As you can see, I'm no fan of Sin City. But there's a Silver State lining to this cloud. I'm sure Hell's not nearly as
bad as Vegas.

aw, fer cute!

Things that pirates habitually do, according to my nephews' (age 3 and 4.5) version of a certain popular theme park's ride's song:

  • they tentatively schedule things
  • they fill in when Zues and/or Thor just can't be bothered
  • they take things lightly
  • they kick people
  • they capticulate
  • they refer to their comrades as "hearties"
To wit:

Yoho, Yoho, a pirate's life for me.
We pencil, we thunder
We trifle, we boot
we give up me hearties, yoho!

I just don't get them

For my job today, I got to do something that I think I could actually handle: make a book list. True, the list was for quasi-inspirational business titles, but it's still much more manageable than things like "plan an instructional session" or "help to design a display of Book of Mormon translations".

I came up with a series of titles that looked like what the instructor was after, thanks to the combination of my mad skillz using: OPACs,, google, and the reviewing canon (which is more useful, but less destructive and therefore less fun, than the reviewing cannon, where you get to shoot bad books into the air and watch them be destroyed).
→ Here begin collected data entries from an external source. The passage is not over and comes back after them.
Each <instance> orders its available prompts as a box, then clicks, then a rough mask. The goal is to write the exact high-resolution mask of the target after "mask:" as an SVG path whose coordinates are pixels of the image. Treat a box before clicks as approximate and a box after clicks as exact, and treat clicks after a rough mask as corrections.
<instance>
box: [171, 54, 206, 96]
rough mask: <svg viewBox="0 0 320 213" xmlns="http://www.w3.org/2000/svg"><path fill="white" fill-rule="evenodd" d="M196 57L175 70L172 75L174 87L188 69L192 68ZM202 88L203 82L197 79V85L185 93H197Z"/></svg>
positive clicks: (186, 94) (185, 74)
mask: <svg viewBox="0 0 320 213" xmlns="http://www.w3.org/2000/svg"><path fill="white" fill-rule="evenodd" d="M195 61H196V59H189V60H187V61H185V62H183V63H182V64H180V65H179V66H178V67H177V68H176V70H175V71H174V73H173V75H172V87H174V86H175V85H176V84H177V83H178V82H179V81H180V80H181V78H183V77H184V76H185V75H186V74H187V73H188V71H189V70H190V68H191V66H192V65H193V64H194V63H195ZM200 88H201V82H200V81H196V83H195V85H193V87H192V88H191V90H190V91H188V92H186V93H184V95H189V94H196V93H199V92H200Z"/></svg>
In my searches, I came across a philosophy book entitled On Bullshit. The title caught my attention, but I stuck around after reading the reviews. If the public library here didn't have a draconian 10-item limit on holds, it'd be in my queue. One reviewer on amazon, however, took issue with the title, apparently:

Although Mr Frankfart writes with clarity on a most unsavory topic, as a teetotalling, non-smoking Southern Evangelical born-again Christian, I strongly object to this book's vulgar, unbiblical title. I know of no televangelist who would utter such an expression, except perhaps Benny Hinn in a moment of justified righteous indignation when preaching about Catholics or caterers who forget to load smoked salmon aboard his private jet. On a positive note, however, it is reassuring to see that Amazon, in its role as a vocabulary vigilante, does not permit reviewers to write bu lls hit in their comments. Such a breach of propriety would be impossible. WWTeD (What Would Televangelists Do) the new WWJD? And what makes them some barometer of goodness? I mean, I guess I have issues with the whole "send us money for your sins" thing (unless it's theologically grounded in the treasure of merit a la pre-Council of Trent Catholicism), but regardless, televangelists, as a group, are probably not the best examples in the world. At least not for fashion, health, political philosophy, child-raising, or Christian living. Other than those areas...they may be onto something...

Speaking of unfortunate book reviews, Entertainment Weekly gave On Chesil Beach, the latest Ian McEwan an A grade. However, from the choice of quotes, it did sound like the reviewer read about 1/3 the book and then read other reviews to fill in the gaps. The book, which I bought in Canada prior to the US release date, was good but not A-worthy. I'm just a prude, I suppose, and was put off by the graphic depictions of the bedroom encounter. Sure, I was left disgusted with the male main character (who I sincerely hope was not meant to be sympathetic) but I could have read all sorts of books to feel that. McEwan, it appears, is one of those novelists who can write good books but only has one great book in him (cf Michael Cunningham). More's the pity.